I was going to leave Wayne for a later time. He is actually quite a talented photographer. I've really liked some of his work, but, he's crossed that same line. A white guy trying to speak out for black guys.
This is Wayne:-
Wayne is a highly acclaimed Indigenous Photographer. In fact, he won the 2009 NAIDOC Artist of the Year. He has gone from strength to strength, award to award and sweetly funded position to even more sweetly funded position. All with the help of one little word, Indigenous. We must congratulate Wayne though, on his recent appointment as Adjunct Professor of RMIT. That would have never happened though, without those 'Indigenous Connections', let us not forget that.
Due to being white, he apparently does have a really interesting viewpoint in his new role. From his own words regarding his new appointment:-
“Twenty five years of working in rural, remote and urban Indigenous communities in Australia and overseas has given me a unique perspective regarding the visualisation of our people. Fortunately, an earlier decision to remain impartial and politically neutral allows me the freedom to be a conduit between Indigenous and non-Indigenous Australians. This freedom will see me living with and photographing a remote community with no running water or fresh food one day and the next delivering a key note address to the country’s top CEO’s at a five star hotel”.
Yes, the burden of the White Aborigine is difficult to bear. I can only imagine Wayne, I can only imagine. How anyone can watch their 'brother' go without, take a few snaps and then cozy up in a 5 star (heaven forbid, should it be a 4 star or less!) hotel and reassure CEO's that yes, they are helping, and yes, things are being done.
Could it be true? Does Australia have its very own Kevin Carter?
Lets just hope that when the heartbreaking photos come to light (and likely win an Indigenous Art Award) that those who go without fresh food and running water every single day aren't treated as an object of art, but, we wake up as a nation to the reality of what is going on behind the media screen.
Oh, before I forget. Wayne, you aren't getting off that lightly. You have taken it upon yourself to speak up for the black man too.
A recent ADF scandal involving a young man by the name of Sam Borrett, who posted the following charming comment on his Facebook page:-
“was going through a few magazines at the local abo shelter, was having soooooo (sic) much fun until the rifle jammed”
saw Wayne Quilliam, a former Navy Serviceman on top of all his other incredible achievements, say the following when the journos came to him for comment:-
“The funny thing is, when I read (Sam Borrett)’s comment, and when I was sent that racist comment, I sort of sat back and tried to recall whether it was like that when I was there. And it wasn’t,”

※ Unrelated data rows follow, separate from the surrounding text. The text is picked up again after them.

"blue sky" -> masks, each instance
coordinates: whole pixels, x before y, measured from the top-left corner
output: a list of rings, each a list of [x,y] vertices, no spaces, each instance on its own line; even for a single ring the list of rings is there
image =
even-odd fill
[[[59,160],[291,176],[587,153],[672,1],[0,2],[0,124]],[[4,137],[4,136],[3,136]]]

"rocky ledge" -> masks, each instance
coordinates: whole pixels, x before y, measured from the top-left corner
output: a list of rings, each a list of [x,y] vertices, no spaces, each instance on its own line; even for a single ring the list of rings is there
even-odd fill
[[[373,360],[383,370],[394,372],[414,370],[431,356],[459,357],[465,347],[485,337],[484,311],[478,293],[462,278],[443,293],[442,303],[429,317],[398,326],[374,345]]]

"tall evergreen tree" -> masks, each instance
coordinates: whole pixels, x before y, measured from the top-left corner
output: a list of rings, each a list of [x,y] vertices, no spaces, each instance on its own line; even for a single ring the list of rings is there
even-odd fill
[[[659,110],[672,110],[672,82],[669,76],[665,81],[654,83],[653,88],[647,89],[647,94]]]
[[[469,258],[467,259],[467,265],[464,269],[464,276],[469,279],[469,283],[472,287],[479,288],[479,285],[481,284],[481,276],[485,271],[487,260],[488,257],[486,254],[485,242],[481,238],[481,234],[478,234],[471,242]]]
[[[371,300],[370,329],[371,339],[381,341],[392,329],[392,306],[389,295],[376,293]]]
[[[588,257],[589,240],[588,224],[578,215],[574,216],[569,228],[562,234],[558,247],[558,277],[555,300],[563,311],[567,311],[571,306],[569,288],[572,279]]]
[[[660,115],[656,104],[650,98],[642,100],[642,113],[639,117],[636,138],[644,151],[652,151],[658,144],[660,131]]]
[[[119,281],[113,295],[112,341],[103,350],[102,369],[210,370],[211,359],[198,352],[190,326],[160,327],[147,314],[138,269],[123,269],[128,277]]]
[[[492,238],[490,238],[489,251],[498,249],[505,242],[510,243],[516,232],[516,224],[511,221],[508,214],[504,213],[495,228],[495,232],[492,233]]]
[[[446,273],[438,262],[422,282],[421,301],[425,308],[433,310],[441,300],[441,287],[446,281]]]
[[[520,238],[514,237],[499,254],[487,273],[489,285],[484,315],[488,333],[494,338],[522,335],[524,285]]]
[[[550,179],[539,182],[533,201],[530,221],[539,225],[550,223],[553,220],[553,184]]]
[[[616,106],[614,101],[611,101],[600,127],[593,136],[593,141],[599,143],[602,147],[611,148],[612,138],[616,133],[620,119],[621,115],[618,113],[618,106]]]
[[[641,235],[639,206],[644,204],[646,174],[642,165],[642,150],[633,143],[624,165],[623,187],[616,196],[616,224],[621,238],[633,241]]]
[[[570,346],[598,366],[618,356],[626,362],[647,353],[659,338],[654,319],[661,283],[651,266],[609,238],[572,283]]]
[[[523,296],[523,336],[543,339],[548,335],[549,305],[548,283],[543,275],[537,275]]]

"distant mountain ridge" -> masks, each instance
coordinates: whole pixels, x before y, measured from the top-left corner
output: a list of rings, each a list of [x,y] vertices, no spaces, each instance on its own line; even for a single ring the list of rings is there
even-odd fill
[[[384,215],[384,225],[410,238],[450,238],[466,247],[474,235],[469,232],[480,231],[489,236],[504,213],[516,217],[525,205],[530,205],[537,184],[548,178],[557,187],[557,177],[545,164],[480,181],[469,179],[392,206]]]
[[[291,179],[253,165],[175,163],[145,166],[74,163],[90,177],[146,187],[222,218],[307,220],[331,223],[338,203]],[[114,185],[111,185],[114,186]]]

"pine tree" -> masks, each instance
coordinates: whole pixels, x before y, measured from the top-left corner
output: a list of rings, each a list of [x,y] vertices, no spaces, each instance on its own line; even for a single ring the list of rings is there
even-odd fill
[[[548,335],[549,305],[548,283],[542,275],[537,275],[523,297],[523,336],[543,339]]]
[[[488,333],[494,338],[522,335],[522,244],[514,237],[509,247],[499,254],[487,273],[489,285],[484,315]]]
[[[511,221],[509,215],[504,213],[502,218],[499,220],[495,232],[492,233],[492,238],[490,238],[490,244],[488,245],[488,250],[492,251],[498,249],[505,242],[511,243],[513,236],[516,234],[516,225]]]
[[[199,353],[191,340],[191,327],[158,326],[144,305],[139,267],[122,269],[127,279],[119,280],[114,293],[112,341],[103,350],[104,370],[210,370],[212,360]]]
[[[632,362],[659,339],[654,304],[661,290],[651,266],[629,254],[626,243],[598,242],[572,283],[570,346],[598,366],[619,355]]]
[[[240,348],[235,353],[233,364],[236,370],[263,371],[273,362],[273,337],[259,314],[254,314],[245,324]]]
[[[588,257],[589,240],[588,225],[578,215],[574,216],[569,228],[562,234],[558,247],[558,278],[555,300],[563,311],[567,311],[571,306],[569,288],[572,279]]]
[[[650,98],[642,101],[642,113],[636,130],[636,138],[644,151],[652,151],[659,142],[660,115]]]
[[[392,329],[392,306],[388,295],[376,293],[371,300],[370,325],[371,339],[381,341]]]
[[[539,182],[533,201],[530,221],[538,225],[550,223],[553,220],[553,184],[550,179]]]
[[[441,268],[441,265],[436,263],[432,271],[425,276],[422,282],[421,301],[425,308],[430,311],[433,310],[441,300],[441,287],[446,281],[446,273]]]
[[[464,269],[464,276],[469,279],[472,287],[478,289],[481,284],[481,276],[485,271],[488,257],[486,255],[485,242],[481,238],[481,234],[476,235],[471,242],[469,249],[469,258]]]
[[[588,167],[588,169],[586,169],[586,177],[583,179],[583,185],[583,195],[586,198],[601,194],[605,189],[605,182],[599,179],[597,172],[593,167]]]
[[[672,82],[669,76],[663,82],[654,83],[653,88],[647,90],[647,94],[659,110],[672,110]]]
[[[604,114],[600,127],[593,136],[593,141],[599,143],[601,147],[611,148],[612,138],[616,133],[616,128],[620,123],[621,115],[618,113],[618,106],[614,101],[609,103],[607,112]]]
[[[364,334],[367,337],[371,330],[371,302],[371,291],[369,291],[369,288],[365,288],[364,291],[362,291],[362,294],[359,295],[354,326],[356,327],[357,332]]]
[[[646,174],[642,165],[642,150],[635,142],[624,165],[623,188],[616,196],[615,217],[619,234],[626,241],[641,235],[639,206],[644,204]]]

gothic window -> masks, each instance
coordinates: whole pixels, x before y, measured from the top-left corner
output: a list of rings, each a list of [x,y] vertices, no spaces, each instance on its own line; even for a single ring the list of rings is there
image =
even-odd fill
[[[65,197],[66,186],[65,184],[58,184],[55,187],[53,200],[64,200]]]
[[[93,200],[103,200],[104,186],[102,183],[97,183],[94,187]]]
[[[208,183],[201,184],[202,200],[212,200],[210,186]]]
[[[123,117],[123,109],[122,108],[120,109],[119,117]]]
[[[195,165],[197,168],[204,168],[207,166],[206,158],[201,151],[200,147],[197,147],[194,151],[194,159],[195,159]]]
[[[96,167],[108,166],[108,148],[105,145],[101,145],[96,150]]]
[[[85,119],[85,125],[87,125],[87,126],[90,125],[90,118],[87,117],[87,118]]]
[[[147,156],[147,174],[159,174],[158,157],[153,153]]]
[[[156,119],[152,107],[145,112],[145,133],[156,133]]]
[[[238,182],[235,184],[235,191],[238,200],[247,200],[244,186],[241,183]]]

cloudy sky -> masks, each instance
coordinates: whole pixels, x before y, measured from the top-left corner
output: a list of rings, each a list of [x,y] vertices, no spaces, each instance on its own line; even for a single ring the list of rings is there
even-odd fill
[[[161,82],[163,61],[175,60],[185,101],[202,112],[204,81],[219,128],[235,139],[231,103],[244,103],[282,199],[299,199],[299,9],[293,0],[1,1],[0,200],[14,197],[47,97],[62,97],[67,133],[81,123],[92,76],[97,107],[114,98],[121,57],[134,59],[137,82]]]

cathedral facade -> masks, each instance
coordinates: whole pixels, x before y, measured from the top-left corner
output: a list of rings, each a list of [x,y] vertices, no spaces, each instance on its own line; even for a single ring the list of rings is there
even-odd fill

Wayne, I don't imagine you've had to deal with much racism because of the colour of your skin. Pretending you knew what it was like for black skinned men in the late 70's and 80's is not cool. Just because the journo doing the story was too lazy to do their research and find out you aren't black skinned, and, random strangers would not identify you as indigenous, does not make your comments valid. I can no more talk about how life was for women in the 80's (being a man and all) than you can talk about how black skinned people endured racism in your day. What you experienced would be a massive gulf between. Don't let that fact escape you Wayne, it will keep you grounded, and, honest.
Hopefully. I can always hope...right?